The nation's top football league resumes on Friday evening when Arsenal welcomes Leicester City to the Emirates Stadium in north London.
The main chaplain at Swansea City said top-flight players can feel under a lot of pressure to succeed but there is someone they can turn to if they feel overwhelmed.
Rev Kev Johns told Premier: "They (the players) may not want to go to talk to the chaplain every single day of the year and that's fine.
"But it's important for people in the football club to know there's someone there rooting for them and there's always someone they can go to confidentially."
Twenty teams are hoping to be crowned champion in the Premier League, including newly-promoted Newcastle United, Brighton & Hove and Huddersfield Town.
Rev Johns said: "Footballers make their mistakes very much in the public eye and sometimes, if they make a mistake on the pitch, they make it in front of millions because there are millions of people watching all over the world."
Seven matches get underway on Saturday - including Watford verses Liverpool and Brighton verses Man City.
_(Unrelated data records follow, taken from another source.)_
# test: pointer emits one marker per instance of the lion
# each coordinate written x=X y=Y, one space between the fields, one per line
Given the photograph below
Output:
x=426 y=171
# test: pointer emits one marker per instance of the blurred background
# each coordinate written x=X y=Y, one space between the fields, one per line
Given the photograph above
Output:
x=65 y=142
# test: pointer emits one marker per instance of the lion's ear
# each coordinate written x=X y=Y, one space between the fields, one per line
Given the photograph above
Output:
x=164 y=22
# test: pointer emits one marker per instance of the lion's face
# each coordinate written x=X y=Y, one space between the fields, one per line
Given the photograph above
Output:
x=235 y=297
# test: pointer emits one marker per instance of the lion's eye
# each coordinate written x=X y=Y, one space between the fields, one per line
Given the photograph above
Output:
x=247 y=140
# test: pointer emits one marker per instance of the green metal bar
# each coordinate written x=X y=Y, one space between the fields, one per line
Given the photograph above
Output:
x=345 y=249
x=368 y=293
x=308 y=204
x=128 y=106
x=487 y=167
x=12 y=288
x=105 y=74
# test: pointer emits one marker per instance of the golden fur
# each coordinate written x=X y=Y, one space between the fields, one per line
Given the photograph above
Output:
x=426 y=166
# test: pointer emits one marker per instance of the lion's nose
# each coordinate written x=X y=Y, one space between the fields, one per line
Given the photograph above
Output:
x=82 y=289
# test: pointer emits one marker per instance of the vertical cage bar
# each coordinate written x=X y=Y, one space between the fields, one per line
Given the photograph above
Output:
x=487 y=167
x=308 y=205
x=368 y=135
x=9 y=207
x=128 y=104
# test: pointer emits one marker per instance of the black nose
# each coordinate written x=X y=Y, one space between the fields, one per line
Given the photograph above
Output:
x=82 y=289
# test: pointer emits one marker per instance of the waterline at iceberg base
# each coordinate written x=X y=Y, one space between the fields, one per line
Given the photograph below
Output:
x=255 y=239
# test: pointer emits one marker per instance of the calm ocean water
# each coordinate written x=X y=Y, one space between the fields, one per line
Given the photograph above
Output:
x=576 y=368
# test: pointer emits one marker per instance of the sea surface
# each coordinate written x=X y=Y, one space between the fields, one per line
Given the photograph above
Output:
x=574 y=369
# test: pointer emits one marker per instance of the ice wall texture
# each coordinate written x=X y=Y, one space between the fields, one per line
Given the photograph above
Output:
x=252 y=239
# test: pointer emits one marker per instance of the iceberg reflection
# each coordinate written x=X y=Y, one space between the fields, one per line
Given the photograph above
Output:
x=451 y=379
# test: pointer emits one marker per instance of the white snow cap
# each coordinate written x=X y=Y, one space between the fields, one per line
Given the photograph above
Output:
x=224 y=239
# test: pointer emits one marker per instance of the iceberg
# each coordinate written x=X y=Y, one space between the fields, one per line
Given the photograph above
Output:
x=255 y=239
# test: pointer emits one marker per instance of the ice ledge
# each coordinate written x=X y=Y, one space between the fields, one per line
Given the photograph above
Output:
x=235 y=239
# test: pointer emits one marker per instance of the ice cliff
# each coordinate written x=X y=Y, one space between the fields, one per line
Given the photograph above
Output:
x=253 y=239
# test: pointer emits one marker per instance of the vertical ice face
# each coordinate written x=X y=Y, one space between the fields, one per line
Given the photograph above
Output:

On Sunday, Newcastle host Spurs and West Ham travel to Manchester United.
Chaplain at Man Utd, Rev John Boyers told Premier: "It'll be a very interesting season because there must be six or seven clubs perhaps who would hope to get into the top four.
"I think competition will be pretty tough but I never pray that the team would win."
Rev Johns said chaplains work with players behind the scenes, explaining: "[we are] supporting them, encouraging them. A lot of the stuff, people never get to hear about - and rightly so."
"In many ways, it's working as a pastor would in a church and in any community."
Meanwhile, new research by Inrix has found Premier League teams pay on average more than double the cost to park at foodball stadiums compared to the fans of top German teams.
The transport analysis business found Tottenham Spurs fans are paying the most.